Pentagon: Firm may lose $271 million

— Boeing Co., the U.S.’s second-biggest defense contractor, stands to lose as much as $271 million in government payments for satellite launch services if Pentagon auditors conclude it violated federal accounting rules, according to officials and documents.

The Defense Contract Audit Agency is reviewing whether Boeing “improperly billed” the Air Force in a 2006-2008 contract for labor, management, quality control and support costs that were incurred between 1998 and 2006 in the Delta IV rocket program, said Pentagon spokesman Navy Commander Darryn James. Federal accounting standards require that the billings take place in the year the costs were incurred.

“These costing issues encompass very complex and highly technical accounting matters,” James said in an email. “The agency is aggressively pursuing this issue.”

At stake is $82 million already paid to Boeing, plus interest, as well as $189 million that the Chicago-based company claims it is owed, James said.

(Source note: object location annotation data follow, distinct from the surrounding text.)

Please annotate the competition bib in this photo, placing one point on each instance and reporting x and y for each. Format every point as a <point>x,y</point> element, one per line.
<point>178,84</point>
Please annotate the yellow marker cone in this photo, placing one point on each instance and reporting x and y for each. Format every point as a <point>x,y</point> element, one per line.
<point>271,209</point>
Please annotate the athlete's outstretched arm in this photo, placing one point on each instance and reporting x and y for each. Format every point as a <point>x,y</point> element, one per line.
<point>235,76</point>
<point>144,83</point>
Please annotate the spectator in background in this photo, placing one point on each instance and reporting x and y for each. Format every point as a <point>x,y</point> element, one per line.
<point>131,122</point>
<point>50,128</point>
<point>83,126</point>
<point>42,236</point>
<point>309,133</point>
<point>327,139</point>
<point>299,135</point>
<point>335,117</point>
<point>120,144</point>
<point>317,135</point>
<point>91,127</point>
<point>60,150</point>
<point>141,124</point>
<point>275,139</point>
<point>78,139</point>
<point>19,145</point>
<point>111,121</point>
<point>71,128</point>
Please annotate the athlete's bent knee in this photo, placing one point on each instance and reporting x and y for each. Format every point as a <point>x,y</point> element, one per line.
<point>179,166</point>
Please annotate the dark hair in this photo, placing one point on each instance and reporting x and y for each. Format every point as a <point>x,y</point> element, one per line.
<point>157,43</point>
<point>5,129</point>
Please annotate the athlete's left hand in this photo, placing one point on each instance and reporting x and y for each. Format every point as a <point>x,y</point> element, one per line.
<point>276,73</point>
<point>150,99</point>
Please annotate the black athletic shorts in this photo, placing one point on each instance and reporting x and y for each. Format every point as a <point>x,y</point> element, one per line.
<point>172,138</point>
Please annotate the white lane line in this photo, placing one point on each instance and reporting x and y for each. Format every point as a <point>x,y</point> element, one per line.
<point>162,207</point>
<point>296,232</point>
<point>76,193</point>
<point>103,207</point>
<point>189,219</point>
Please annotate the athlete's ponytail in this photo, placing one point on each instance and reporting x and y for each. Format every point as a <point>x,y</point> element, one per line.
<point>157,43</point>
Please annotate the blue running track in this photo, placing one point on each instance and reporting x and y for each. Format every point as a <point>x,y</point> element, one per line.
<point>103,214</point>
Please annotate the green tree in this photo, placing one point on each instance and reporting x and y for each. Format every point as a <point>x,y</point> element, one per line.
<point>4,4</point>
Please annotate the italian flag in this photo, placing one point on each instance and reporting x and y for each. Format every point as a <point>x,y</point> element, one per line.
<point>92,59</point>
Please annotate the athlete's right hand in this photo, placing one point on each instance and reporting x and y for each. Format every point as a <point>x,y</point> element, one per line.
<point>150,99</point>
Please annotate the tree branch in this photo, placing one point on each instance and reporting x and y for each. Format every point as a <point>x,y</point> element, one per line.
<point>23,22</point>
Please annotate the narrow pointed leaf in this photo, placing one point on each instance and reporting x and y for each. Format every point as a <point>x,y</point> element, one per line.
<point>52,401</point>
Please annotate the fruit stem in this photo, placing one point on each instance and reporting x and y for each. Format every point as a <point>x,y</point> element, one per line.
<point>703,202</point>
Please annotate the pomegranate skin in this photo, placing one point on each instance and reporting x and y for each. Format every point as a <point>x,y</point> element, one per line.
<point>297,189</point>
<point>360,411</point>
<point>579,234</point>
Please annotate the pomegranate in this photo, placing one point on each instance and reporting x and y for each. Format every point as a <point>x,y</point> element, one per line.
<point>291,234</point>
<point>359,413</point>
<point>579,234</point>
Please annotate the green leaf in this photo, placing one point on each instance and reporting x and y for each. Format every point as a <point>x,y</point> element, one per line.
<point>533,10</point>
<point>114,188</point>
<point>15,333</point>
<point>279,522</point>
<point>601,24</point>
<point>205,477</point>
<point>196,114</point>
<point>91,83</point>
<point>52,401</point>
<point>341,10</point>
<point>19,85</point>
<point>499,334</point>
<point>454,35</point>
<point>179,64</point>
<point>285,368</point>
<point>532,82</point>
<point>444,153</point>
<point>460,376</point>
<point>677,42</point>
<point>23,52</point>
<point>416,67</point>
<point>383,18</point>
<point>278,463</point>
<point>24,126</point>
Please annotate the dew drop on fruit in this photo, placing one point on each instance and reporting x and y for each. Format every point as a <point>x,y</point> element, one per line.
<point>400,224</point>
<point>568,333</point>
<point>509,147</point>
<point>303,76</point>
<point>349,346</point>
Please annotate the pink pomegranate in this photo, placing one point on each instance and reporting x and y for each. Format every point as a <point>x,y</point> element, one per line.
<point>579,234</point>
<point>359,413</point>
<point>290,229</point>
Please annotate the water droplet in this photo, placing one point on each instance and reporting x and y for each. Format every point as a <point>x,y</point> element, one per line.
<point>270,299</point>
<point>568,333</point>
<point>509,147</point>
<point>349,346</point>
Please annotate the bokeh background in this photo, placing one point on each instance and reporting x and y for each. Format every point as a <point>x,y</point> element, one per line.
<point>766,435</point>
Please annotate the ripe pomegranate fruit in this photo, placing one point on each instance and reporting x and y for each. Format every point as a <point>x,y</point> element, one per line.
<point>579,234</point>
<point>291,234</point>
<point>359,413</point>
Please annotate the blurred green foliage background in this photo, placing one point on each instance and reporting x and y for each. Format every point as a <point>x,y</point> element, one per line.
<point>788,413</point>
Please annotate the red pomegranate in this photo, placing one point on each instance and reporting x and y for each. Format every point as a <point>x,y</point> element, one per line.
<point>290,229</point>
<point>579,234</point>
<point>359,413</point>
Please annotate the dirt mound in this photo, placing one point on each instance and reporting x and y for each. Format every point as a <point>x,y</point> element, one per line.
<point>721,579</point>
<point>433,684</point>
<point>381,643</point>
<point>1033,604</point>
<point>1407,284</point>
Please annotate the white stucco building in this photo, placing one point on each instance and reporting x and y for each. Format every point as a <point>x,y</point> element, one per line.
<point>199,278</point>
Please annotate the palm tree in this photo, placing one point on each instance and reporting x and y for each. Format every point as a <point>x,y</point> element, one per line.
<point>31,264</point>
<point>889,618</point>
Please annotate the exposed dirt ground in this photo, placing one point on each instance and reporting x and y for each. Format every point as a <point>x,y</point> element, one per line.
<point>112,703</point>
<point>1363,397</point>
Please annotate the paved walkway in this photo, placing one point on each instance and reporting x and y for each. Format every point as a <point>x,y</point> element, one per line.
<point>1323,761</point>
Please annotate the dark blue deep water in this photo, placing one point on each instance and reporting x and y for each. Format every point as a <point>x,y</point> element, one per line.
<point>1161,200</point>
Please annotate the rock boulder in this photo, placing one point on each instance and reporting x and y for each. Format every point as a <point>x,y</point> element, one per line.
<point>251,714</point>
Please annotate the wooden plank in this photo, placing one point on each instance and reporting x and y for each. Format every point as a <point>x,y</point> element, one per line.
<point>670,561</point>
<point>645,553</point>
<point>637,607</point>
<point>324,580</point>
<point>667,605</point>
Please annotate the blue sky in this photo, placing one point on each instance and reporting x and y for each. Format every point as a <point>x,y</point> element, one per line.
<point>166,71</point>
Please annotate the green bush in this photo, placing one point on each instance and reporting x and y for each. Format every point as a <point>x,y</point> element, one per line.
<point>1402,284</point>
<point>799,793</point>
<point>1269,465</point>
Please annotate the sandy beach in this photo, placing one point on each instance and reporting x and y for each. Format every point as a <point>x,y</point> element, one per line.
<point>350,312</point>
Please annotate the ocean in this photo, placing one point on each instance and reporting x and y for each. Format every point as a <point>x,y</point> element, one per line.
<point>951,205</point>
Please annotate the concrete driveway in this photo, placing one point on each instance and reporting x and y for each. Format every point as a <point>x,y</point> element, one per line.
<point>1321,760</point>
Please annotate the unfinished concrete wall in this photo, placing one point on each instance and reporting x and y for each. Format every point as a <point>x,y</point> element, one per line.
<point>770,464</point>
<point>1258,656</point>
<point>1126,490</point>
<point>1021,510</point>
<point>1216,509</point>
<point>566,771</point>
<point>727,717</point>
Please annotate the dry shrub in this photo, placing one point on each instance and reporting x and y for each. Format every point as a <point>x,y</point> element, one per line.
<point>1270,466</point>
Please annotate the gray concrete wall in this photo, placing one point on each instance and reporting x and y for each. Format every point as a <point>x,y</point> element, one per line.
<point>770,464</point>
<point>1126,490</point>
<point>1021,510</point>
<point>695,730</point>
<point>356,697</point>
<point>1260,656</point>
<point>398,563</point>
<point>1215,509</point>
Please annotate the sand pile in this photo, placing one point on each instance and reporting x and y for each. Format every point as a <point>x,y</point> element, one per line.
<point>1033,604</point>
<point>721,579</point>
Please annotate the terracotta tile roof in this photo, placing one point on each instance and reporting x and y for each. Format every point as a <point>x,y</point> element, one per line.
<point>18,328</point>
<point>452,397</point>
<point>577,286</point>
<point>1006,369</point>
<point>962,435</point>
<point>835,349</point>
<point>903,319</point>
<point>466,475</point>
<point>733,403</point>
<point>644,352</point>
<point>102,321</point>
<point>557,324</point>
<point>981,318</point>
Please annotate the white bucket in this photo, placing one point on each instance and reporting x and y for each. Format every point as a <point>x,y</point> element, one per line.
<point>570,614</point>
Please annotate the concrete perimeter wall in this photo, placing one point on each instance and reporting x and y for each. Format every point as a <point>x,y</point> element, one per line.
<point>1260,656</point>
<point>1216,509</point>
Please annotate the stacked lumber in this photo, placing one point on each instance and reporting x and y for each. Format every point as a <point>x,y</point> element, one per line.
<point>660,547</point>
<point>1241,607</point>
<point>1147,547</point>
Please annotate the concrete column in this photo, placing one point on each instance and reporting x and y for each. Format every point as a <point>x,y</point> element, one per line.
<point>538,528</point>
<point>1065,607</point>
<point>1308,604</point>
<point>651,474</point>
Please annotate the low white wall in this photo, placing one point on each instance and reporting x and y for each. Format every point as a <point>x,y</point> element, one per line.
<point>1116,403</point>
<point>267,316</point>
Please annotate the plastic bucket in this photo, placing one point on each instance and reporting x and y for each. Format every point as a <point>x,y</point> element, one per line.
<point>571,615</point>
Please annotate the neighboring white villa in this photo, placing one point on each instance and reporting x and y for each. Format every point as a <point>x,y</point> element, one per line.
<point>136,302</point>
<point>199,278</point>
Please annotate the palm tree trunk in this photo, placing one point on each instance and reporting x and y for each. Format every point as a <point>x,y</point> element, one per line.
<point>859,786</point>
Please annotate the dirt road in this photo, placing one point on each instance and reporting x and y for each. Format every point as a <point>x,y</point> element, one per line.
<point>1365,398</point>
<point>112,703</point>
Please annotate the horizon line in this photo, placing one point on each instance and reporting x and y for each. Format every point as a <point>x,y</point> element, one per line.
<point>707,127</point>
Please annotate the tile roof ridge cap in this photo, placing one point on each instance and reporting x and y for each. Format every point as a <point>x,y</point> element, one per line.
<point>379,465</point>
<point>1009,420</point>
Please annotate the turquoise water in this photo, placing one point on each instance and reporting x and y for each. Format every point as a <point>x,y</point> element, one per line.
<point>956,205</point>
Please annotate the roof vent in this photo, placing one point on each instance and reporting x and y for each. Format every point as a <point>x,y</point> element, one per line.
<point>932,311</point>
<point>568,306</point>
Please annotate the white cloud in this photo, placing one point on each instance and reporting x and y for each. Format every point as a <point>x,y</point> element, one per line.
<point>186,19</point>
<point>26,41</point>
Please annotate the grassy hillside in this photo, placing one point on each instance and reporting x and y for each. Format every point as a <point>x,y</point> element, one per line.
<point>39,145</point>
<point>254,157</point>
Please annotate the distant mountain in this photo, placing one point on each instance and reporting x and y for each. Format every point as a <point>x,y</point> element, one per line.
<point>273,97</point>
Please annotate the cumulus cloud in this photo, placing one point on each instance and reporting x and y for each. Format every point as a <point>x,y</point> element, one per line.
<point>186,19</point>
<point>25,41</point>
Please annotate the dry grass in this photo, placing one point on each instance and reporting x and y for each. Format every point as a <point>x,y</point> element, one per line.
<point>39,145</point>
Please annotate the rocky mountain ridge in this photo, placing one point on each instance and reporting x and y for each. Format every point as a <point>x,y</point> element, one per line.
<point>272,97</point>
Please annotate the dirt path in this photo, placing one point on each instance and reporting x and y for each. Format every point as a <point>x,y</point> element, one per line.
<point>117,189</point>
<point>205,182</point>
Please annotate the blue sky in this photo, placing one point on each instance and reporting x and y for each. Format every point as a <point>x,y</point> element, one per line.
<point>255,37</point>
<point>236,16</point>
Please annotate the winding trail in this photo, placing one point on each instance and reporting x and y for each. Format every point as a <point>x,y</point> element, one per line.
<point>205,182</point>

The audit may be completed by mid-January, he said.

The audit agency has been criticized by Congress’s Government Accountability Office and the Pentagon’s inspector general, which uncovered problems with 14 audits of various programs and 62 pricing agreements at government locations in California. The government was alerted to those problems by a whistle-blower telephonehot-line complaint.

Dennis Muilenburg, president of Boeing’s Integrated Defense Systems unit, said in an interview the company is entitled to the $271 million.

The Air Force in 2006 agreed to pay the costs associated with the Delta IV booster rocket launch services, he said.

The Delta IV and the Lockheed Martin Corp. Atlas V rockets are the primary methods for launching U.S. military satellites.

The Pentagon auditing agency began its new review of the Delta IV costs in September after the Defense Department’s inspector general concluded that a May 2006 audit approving the billing was “flawed” and “cannot be relied upon as a basis to negotiate fair and reasonable contract prices.”

A regional manager for the Pentagon auditor approved “a flawed audit that could have allowed Boeing to recover $271 million in unallowable costs,” Inspector General Gordon Heddell said in Sept. 23 testimony to Congress.

The regional manager, who wasn’t identified by the inspector general, overturned a draft audit conclusion that Boeing shouldn’t be paid anything because the company was in “potential violation of accounting standards,” Heddell said.

The regional manager failed to meet government “standards for independence and objectivity” and she “engaged in conduct that was inconsistent with established leadership standards for senior officials,” Heddell testified.

The inspector general began a criminal investigation against the regional manager, according to the Government Accountability Office. The manager has hired a lawyer, according to the inspector general.